THE REAL-LIFE MODEL for Jody Foster's character in the film Contact, famed ET-hunter Jill Tarter of Mountain View's SETI Institute, agrees with Faber that "when you talk with colleagues, you never leave the minutiae of scientific language. But when speaking with the public, words seem so pallid compared with the phenomena you're trying to describe."

Tarter sighs, searching for a better description. "We don't have words with large enough scale to describe 10 to the sixth power mega-parcels as an entity, to describe how vast the universe is. So we keep stretching, we keep looking. And when we're constrained from using the scientific shorthand that we get so used to with each other in order to frame these very large and beautiful ideas for the public, then we use poetry. Or anything else that'll work."

Tarter admits that the scales she deals with "are so alien to everyday perceptions that it's hard to find a way to relate them. So we struggle." Thinking in terms of relative numbers helps her picture some of the larger concepts in her scientific work. "The farthest galaxies are several million times closer than the Great Wall [not China's], what we call the farthest measurable entity in the universe."

Using even these unfathomably large relative numbers helps to give Tarter a working sense of the cosmos. But she claims to have no poetic mental image of the edge of the observable universe. "For me the event horizon is just an absolute," she says, "it's the end of information. I can't know anything beyond that. 'Beyond that' doesn't have a meaning."

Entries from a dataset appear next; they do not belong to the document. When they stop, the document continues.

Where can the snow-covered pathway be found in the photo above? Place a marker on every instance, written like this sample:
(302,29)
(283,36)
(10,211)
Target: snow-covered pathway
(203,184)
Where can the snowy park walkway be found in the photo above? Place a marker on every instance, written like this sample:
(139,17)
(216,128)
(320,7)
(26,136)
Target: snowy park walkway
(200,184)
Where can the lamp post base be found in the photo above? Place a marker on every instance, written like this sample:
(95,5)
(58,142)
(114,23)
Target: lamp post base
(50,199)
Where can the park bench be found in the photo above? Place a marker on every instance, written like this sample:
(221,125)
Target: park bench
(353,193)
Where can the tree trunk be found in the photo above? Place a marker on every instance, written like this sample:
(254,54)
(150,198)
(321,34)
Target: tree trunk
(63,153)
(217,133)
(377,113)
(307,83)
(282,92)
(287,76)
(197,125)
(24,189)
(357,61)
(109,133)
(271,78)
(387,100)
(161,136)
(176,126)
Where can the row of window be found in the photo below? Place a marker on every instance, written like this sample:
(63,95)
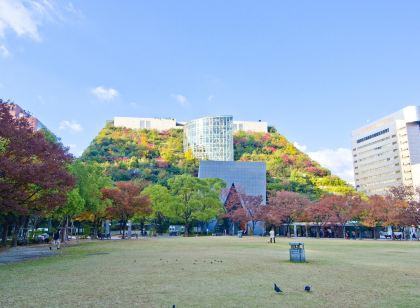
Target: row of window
(373,135)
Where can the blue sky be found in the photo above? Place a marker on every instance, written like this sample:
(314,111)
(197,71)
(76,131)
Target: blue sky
(314,69)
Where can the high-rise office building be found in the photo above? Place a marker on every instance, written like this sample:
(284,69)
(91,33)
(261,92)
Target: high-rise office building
(386,152)
(159,124)
(210,138)
(250,126)
(18,112)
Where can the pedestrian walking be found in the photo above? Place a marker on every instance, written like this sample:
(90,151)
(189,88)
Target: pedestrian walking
(272,236)
(56,239)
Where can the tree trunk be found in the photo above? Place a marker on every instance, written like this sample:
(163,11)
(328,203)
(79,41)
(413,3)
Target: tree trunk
(142,227)
(65,231)
(15,232)
(5,233)
(124,225)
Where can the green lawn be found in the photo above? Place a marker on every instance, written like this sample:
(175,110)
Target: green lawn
(217,272)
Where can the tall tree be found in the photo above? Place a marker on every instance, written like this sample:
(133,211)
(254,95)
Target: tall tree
(160,199)
(91,179)
(285,207)
(342,208)
(33,171)
(195,199)
(372,213)
(127,201)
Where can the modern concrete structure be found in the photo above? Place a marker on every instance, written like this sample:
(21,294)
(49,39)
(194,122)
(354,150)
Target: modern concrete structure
(159,124)
(386,153)
(248,126)
(210,138)
(247,177)
(18,112)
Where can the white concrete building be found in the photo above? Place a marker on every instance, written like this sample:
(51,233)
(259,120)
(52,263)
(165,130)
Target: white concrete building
(386,153)
(159,124)
(248,126)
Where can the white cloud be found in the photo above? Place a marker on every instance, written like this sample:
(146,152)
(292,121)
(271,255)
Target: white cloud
(104,94)
(339,161)
(4,52)
(24,17)
(181,99)
(72,126)
(75,150)
(74,10)
(300,147)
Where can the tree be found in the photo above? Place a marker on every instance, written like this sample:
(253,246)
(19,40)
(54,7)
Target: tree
(318,213)
(242,208)
(160,199)
(34,178)
(285,207)
(195,199)
(90,180)
(74,206)
(234,209)
(127,201)
(254,209)
(372,212)
(405,200)
(342,208)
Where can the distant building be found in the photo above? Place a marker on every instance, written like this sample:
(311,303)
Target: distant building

Tarter pauses. "The thing itself is much more magnificent than words. You only use words when you're trying to communicate with someone who doesn't have the same understanding of the phenomena. Otherwise numbers do a much better job. I'm afraid I haven't a lot of poetry in me," says the cosmologist, who then proceeds to flash some.

"Even though we can't see the night sky or the stars the way the shepherds tending their flocks did," Tarter says, "it is just sooooooo neat to be part of a generation that can take our vision beyond the atmosphere and see the way the shepherds couldn't. We're able to see the incredible complexity of it all, the stars actually being born. It's so fulfilling. I just can't think of any other word than neat."

Sagan definitely could.

Astrophysicist Gregory Benford won't. Asked to speculate as to why scientists resort to metaphor, the UC-Irvine astronomy professor, who also moonlights writing science fiction, retorts electronically: "How about the obvious: that when science ventures beyond the quantitative, metaphor gives the best command of a subject, so we use such devices."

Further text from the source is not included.